When you think of a political party, you probably don’t think of cocktails and buffalo wings. But that’s the kind of political party I found myself at on election night (May 20). As I chatted up a candidate for Treasurer of Oregon, I spotted a few other notable politicians, whose Wikipedia articles lack even a basic photo. So I grabbed my point-and-shoot camera, and asked if I could snap their pictures.
Each politician I approached graciously agreed, and Wikipedia’s coverage of Oregon politics became just a little more complete.
Putting an image on Wikipedia can be one of the more frustrating tasks on the encyclopedia that (supposedly) anyone can edit. The upload system is a little clunky, but moreover, the legal and procedural technicalities can confound even the most eager and dedicated contributor.
So, at the end of this blog post is a simple and little-known procedure that allows anyone with an email account to submit a photo of themselves, or of someone they represent.

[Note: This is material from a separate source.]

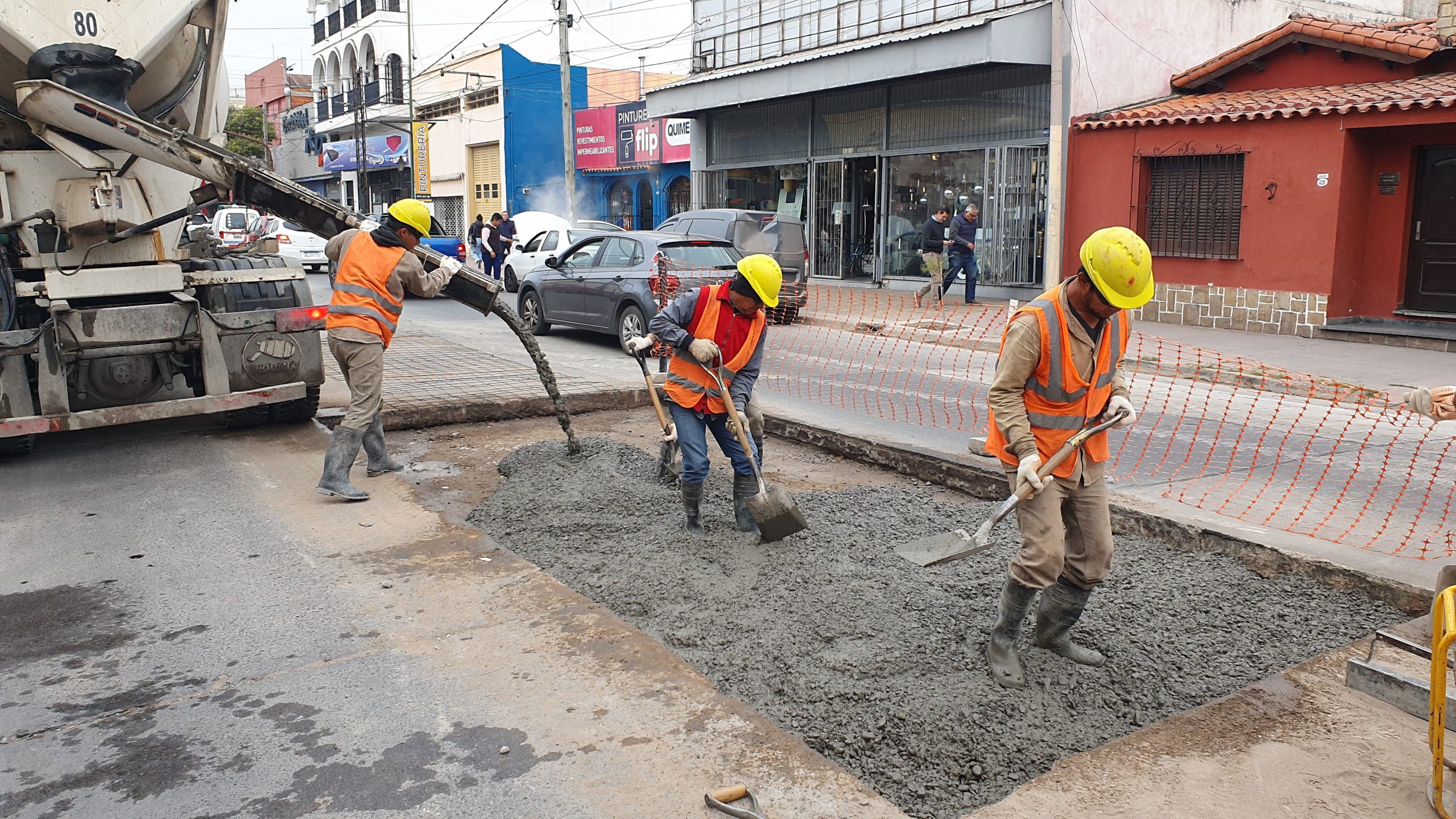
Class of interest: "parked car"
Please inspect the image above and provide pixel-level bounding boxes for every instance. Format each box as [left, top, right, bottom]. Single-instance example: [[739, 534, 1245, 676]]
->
[[502, 229, 601, 293], [247, 216, 329, 272], [213, 207, 258, 248], [517, 230, 743, 351], [658, 208, 809, 324]]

But first — why is it such a pain in the butt to upload a picture? It’s easy on sites like Flickr and Myspace, so what’s the deal with Wikipedia? Are Wikipedians a bunch of elitists, or sadists, who put up procedural hurdles just to watch the newbies squirm?
Maybe. But there’s more to it than that.
The Wikipedia community, which makes the rules about such things, holds a couple principles in very high regard: (1) compliance with copyright law, and (2) building a resource of images whose use is not restricted by copyright, for future uses.
Copyright law in the U.S. allows “fair use” of copyright-protected images in many cases. This is how a lot of images wind up in newspapers and on other web sites; the publisher makes an educated guess as to whether a certain use will qualify as “fair use,” and whether the copyright owner is even likely to try to enforce their rights. But with a highly collaborative project like Wikipedia, opinions on what might qualify as “fair use” multiply faster than any sober observer can match them up against the technicalities of the law.
As a result, Wikipedians have made the decision that “fair use” images are discouraged, in favor of images that are not protected by restrictive copyright protections. This includes old photos, whose copyright has expired; works of the U.S. Federal government agencies, whose works are automatically in the public domain (unlike state or local government); and images whose owners have explicitly released some of their ownership rights.
In the case of biographical articles of living persons, fair use images are not just discouraged, but actually prohibited. The reasoning is that, at least in theory, it’s possible to take a photo of pretty much any living person, and release the photo under a permissive license (unlike, say, a historic event).
All of these considerations mean that the upload system has to be somewhat complex — the complexity is inherent in the whole copyright issue. (Discussion about how to address this situation is ongoing, as I touched on in this blog post a couple months ago.)
But until the system is perfected, there’s is an easier option for biographies. And even though you didn’t give me a plate of buffalo wings, I’ll let you in on the secret:
If you, or someone you represent, is the subject of an unillustrated article, and you’re willing to release a photo under a permissive license, all you have to do is submit it by email, and it’ll get taken care of. The exact instructions are here; but basically, all you have to do is assert that you own it, and that you release it under a certain license, and then hit the “send” button.